An appreciation can be gained for the multitude of considerations that are needed for a proper BHA analysis, and hence the required complexity of an extensive BHA model. I have also attempted to demonstrate the ease at which a simple model for BHA analysis can be constructed using simple modelling methods in Microsoft Excel. A brief investigation into a method presented by Jiazhi has provided the understanding that even an amateur can construct a simple BHA model that can allow the user to get an understanding of the directional tendencies of various BHA with varying operational conditions on them. On the contrary though, the value of the simple BHA model that can give the user the directional tendencies of the BHA is small in comparison to an in depth program that can give the user the exact direction, location and projected location of the wellpath.

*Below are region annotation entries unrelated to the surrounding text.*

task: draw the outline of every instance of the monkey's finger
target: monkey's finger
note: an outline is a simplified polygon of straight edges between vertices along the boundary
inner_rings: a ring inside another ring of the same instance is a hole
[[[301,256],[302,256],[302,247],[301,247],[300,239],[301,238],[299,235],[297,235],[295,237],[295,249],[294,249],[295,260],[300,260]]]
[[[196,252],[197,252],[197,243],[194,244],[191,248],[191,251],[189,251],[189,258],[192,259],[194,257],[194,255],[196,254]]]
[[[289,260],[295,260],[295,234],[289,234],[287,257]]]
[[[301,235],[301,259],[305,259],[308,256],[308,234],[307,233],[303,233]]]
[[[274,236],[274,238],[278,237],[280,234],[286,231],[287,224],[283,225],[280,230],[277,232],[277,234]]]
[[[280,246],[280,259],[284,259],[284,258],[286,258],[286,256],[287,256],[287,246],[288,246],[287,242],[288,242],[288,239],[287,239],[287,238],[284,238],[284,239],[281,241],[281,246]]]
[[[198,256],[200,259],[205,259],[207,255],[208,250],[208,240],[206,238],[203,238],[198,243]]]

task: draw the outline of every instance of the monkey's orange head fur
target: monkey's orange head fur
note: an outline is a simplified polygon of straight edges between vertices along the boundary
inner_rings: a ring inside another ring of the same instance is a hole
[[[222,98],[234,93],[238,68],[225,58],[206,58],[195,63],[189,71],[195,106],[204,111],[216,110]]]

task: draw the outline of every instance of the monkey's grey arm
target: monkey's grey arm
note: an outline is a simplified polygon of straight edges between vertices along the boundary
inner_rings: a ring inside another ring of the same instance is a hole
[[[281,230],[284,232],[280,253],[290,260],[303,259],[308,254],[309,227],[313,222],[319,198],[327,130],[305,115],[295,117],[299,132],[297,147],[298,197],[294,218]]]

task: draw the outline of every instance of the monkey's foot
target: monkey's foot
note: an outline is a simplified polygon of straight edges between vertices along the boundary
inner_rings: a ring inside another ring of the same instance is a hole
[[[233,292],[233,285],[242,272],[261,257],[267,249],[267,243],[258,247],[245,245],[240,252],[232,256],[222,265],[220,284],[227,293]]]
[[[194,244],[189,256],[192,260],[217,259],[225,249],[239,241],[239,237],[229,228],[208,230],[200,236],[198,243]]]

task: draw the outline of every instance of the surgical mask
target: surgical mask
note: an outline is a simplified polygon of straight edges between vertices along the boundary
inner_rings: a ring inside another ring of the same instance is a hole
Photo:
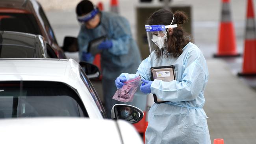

A brief glance at where the industry currently stands in terms of its directional drilling programs and technologies was also conducted in order to gain an appreciation for where the industry has progressed from and where it currently stands. This has helped to provide a basis for the reasoning and ideas behind the methods in use today and their origin. Through this brief investigation, trends in the industry have become apparent.
It can be recognised that if all factors are considered and the proper modelling is undertaken then an Ideal Performance can be hoped for. Ideal performance can be regarded as reaching all objectives in relation to successfully modelling the BHA and gaining all the required outputs to act on the models analysis. An interactive, computationally efficient and accurate BHA analysis program that is able to supply suitable BHA setups for a given wellpath would be the ultimate result of a well thought out BHA model.
I personally see that the natural progression of attempting to find a suitable method for BHA analysis leads into creating suitable programs for the industry that rely on these methods. Without this in mind we can lose appreciation for the benefits that are gained from each different method. Throughout the reading it is demonstrated that by having the proper methodology, or combined methodology, the final model/program can be very valuable when implemented in field applications.